House Dem Bill Would Allow Retroactive IRS Penalties

Under federal law, any tax penalty must be approved by an IRS supervisor before being assessed on a taxpayer. It may sound like an easy step, but inappropriate or excessive penalties are thrown out all the time because the IRS forgot to have the supervisor approve it first.

Buried on page 709 of the House Democratic tax bill released yesterday is a provision repealing this supervisor-approval requirement, retroactive to January 1, 2001. Instead, IRS supervisors will have to write a quarterly letter certifying that their employees are following the rules.

The supervisor approval requirement was added as part of the IRS Restructuring & Reform Act of 1998. NTU worked hard to add the provision after seeing the results of IRS agents going rogue with the enormous power and pressure they can use against taxpayers. The bill was then adopted by overwhelming votes of 402 to 8 in the House and 96 to 2 in the Senate.

Needless to say, this is a very disturbing proposal that will potentially reopen 20 years of cases that taxpayers think they have won. The Joint Committee on Taxation estimates that this change will raise $1.4 billion over ten years in extra penalty collections, showing that IRS agents’ failure to get supervisory approval is hardly a small problem. The revenue estimate ominously has larger collections in the first two years, presumably from retroactive collections where the IRS attempted to impose penalties in violation of this law. (This is all separate from the proposal to increase IRS enforcement funding by $80 billion.)
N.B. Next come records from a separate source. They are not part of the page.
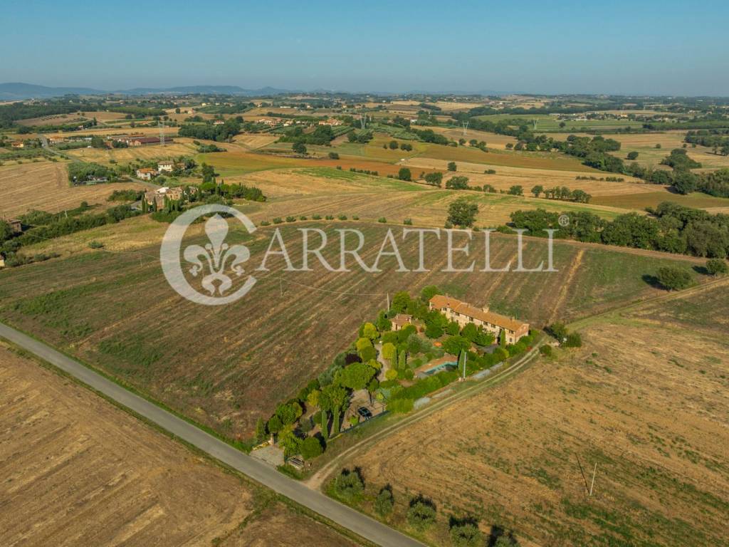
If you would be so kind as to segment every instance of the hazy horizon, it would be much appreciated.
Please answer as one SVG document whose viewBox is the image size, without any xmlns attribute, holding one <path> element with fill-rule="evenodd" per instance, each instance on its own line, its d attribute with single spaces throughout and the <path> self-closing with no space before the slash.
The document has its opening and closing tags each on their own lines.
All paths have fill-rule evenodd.
<svg viewBox="0 0 729 547">
<path fill-rule="evenodd" d="M 729 96 L 725 2 L 697 10 L 672 1 L 447 9 L 284 1 L 272 15 L 226 0 L 206 18 L 176 3 L 134 7 L 11 2 L 0 47 L 14 53 L 0 81 L 103 90 Z"/>
</svg>

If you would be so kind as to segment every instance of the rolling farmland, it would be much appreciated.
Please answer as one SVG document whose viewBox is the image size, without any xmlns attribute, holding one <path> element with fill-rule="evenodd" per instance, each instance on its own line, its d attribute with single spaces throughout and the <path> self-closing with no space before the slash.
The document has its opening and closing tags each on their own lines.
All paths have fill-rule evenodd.
<svg viewBox="0 0 729 547">
<path fill-rule="evenodd" d="M 114 190 L 144 187 L 139 182 L 71 187 L 66 164 L 60 161 L 0 166 L 0 212 L 11 216 L 34 209 L 58 212 L 77 207 L 82 201 L 105 203 Z"/>
<path fill-rule="evenodd" d="M 530 545 L 725 543 L 728 292 L 586 320 L 582 348 L 378 441 L 345 465 L 370 484 L 363 507 L 389 483 L 390 521 L 406 528 L 402 505 L 423 494 L 441 513 L 437 544 L 449 514 Z"/>
<path fill-rule="evenodd" d="M 354 546 L 2 343 L 0 386 L 4 546 Z"/>
<path fill-rule="evenodd" d="M 386 227 L 348 222 L 325 230 L 335 237 L 332 228 L 358 225 L 368 241 L 363 260 L 371 264 Z M 294 226 L 283 230 L 286 241 L 300 238 Z M 270 234 L 261 229 L 255 238 L 246 236 L 254 257 L 262 255 Z M 493 268 L 515 259 L 515 238 L 493 238 Z M 383 259 L 381 274 L 280 274 L 282 263 L 270 259 L 271 273 L 257 276 L 254 290 L 225 309 L 200 308 L 175 293 L 160 272 L 156 246 L 125 252 L 86 249 L 63 260 L 0 271 L 0 317 L 222 434 L 247 438 L 259 416 L 346 348 L 360 323 L 383 307 L 386 292 L 416 292 L 436 284 L 539 327 L 555 317 L 584 317 L 657 294 L 642 276 L 677 263 L 650 253 L 558 243 L 558 272 L 448 274 L 440 271 L 445 265 L 444 244 L 432 241 L 427 247 L 433 271 L 425 274 L 386 273 L 388 265 L 397 267 L 391 257 Z M 480 265 L 483 243 L 473 245 Z M 416 245 L 401 249 L 413 267 L 417 251 Z M 545 260 L 545 242 L 527 242 L 524 257 L 527 268 Z"/>
</svg>

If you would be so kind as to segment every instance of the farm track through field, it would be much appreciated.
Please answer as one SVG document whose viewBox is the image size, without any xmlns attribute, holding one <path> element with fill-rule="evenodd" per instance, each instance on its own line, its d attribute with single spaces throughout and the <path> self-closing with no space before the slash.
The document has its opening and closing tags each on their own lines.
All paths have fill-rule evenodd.
<svg viewBox="0 0 729 547">
<path fill-rule="evenodd" d="M 628 311 L 634 309 L 638 306 L 643 306 L 647 303 L 654 303 L 659 301 L 666 301 L 670 300 L 675 300 L 677 298 L 685 298 L 686 296 L 695 294 L 696 292 L 700 292 L 703 290 L 706 290 L 712 287 L 716 287 L 717 285 L 722 285 L 729 284 L 729 278 L 721 278 L 719 279 L 715 279 L 714 281 L 710 281 L 706 283 L 703 283 L 695 287 L 686 289 L 682 291 L 674 291 L 669 292 L 668 294 L 659 295 L 658 296 L 651 297 L 649 298 L 641 299 L 625 306 L 620 306 L 612 309 L 607 310 L 606 311 L 601 312 L 590 317 L 587 317 L 572 323 L 569 326 L 572 328 L 576 328 L 588 322 L 592 322 L 595 319 L 605 317 L 607 316 L 620 312 L 620 311 Z M 406 427 L 413 424 L 421 422 L 425 418 L 427 418 L 434 413 L 445 408 L 450 406 L 453 403 L 456 403 L 467 397 L 475 395 L 488 387 L 491 387 L 494 384 L 496 384 L 502 380 L 507 379 L 515 373 L 518 372 L 520 370 L 523 368 L 529 362 L 531 361 L 537 354 L 538 348 L 535 346 L 529 353 L 524 355 L 521 359 L 517 361 L 515 363 L 512 365 L 508 368 L 499 371 L 496 375 L 490 376 L 488 379 L 480 381 L 476 384 L 467 387 L 462 391 L 458 392 L 449 395 L 440 400 L 437 401 L 431 405 L 429 405 L 424 408 L 421 411 L 416 412 L 412 414 L 410 417 L 405 418 L 399 422 L 389 426 L 381 431 L 377 432 L 370 437 L 362 439 L 359 442 L 356 443 L 352 446 L 350 446 L 346 450 L 345 450 L 341 454 L 337 454 L 331 461 L 328 462 L 321 469 L 318 470 L 313 475 L 312 475 L 309 478 L 308 478 L 305 484 L 309 486 L 309 488 L 313 489 L 321 489 L 324 484 L 326 483 L 327 479 L 334 473 L 339 465 L 344 461 L 348 456 L 353 455 L 356 452 L 362 451 L 363 449 L 370 448 L 372 446 L 376 444 L 381 439 L 388 435 L 397 432 L 400 430 Z"/>
<path fill-rule="evenodd" d="M 375 444 L 381 438 L 399 431 L 404 427 L 407 427 L 409 425 L 421 422 L 434 412 L 450 406 L 453 403 L 456 403 L 457 401 L 467 397 L 478 393 L 479 392 L 486 389 L 487 387 L 491 387 L 493 384 L 499 381 L 511 377 L 525 367 L 527 363 L 529 363 L 534 357 L 538 349 L 537 346 L 532 348 L 532 349 L 531 349 L 526 355 L 523 356 L 518 361 L 513 363 L 508 368 L 500 371 L 493 376 L 489 376 L 485 380 L 479 381 L 472 386 L 469 386 L 469 387 L 467 387 L 456 393 L 453 393 L 451 395 L 448 395 L 446 397 L 440 399 L 440 400 L 426 406 L 422 411 L 416 412 L 410 416 L 404 418 L 399 422 L 386 427 L 381 431 L 377 432 L 372 436 L 362 439 L 353 446 L 350 446 L 341 454 L 337 454 L 337 456 L 330 462 L 327 462 L 324 467 L 308 478 L 304 484 L 313 489 L 321 489 L 327 481 L 327 478 L 331 476 L 331 474 L 337 469 L 338 465 L 348 456 L 354 452 L 360 451 L 365 447 L 369 447 Z"/>
</svg>

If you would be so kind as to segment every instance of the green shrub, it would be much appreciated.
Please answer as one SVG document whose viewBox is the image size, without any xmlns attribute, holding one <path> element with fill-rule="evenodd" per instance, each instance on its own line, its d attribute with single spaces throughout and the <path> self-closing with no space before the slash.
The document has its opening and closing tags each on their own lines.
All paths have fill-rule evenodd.
<svg viewBox="0 0 729 547">
<path fill-rule="evenodd" d="M 693 283 L 693 276 L 686 270 L 675 266 L 662 266 L 656 273 L 658 282 L 668 290 L 685 289 Z"/>
<path fill-rule="evenodd" d="M 418 532 L 425 532 L 435 522 L 435 505 L 430 500 L 418 496 L 410 500 L 408 524 Z"/>
<path fill-rule="evenodd" d="M 380 516 L 387 516 L 392 513 L 395 506 L 395 498 L 392 495 L 392 489 L 389 485 L 385 486 L 375 498 L 375 512 Z"/>
<path fill-rule="evenodd" d="M 456 522 L 451 527 L 451 543 L 453 547 L 481 547 L 483 534 L 475 522 Z"/>
<path fill-rule="evenodd" d="M 709 275 L 718 276 L 721 274 L 726 274 L 729 271 L 727 263 L 721 258 L 712 258 L 706 260 L 706 272 Z"/>
<path fill-rule="evenodd" d="M 364 481 L 357 470 L 343 469 L 333 486 L 335 493 L 349 502 L 358 501 L 364 492 Z"/>
</svg>

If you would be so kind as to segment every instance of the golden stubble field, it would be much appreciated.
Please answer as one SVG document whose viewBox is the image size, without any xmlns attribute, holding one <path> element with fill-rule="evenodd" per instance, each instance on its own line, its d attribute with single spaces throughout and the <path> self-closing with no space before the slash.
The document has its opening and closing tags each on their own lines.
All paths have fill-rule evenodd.
<svg viewBox="0 0 729 547">
<path fill-rule="evenodd" d="M 354 546 L 0 342 L 0 544 Z"/>
<path fill-rule="evenodd" d="M 17 216 L 30 209 L 58 212 L 82 201 L 104 203 L 114 190 L 144 187 L 138 182 L 69 185 L 63 162 L 42 160 L 0 166 L 0 214 Z"/>
<path fill-rule="evenodd" d="M 346 467 L 361 467 L 375 493 L 391 484 L 401 504 L 431 497 L 437 544 L 454 514 L 486 532 L 514 529 L 522 545 L 725 545 L 727 289 L 588 320 L 581 349 L 540 359 Z M 394 521 L 406 526 L 403 513 Z"/>
</svg>

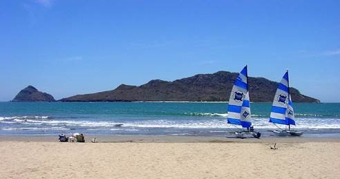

A long-term goal of NTUF’s Taxpayer Defense Center is to end retroactive tax increases. Most people are shocked to learn that retroactive taxation is not only permissible under current law, but widely practiced. Government likes retroactivity because it extracts revenue from past periods when taxpayers cannot change their behavior to avoid increased tax. The U.S. Supreme Court in 1995, when they last considered the issue, came close to deciding that anything beyond one year of retroactivity violates due process. A newer Court with new justices may decide differently and more favorably to taxpayers. We are engaging in strategic litigation on retroactive changes and will review changes such as this one should it be enacted into law.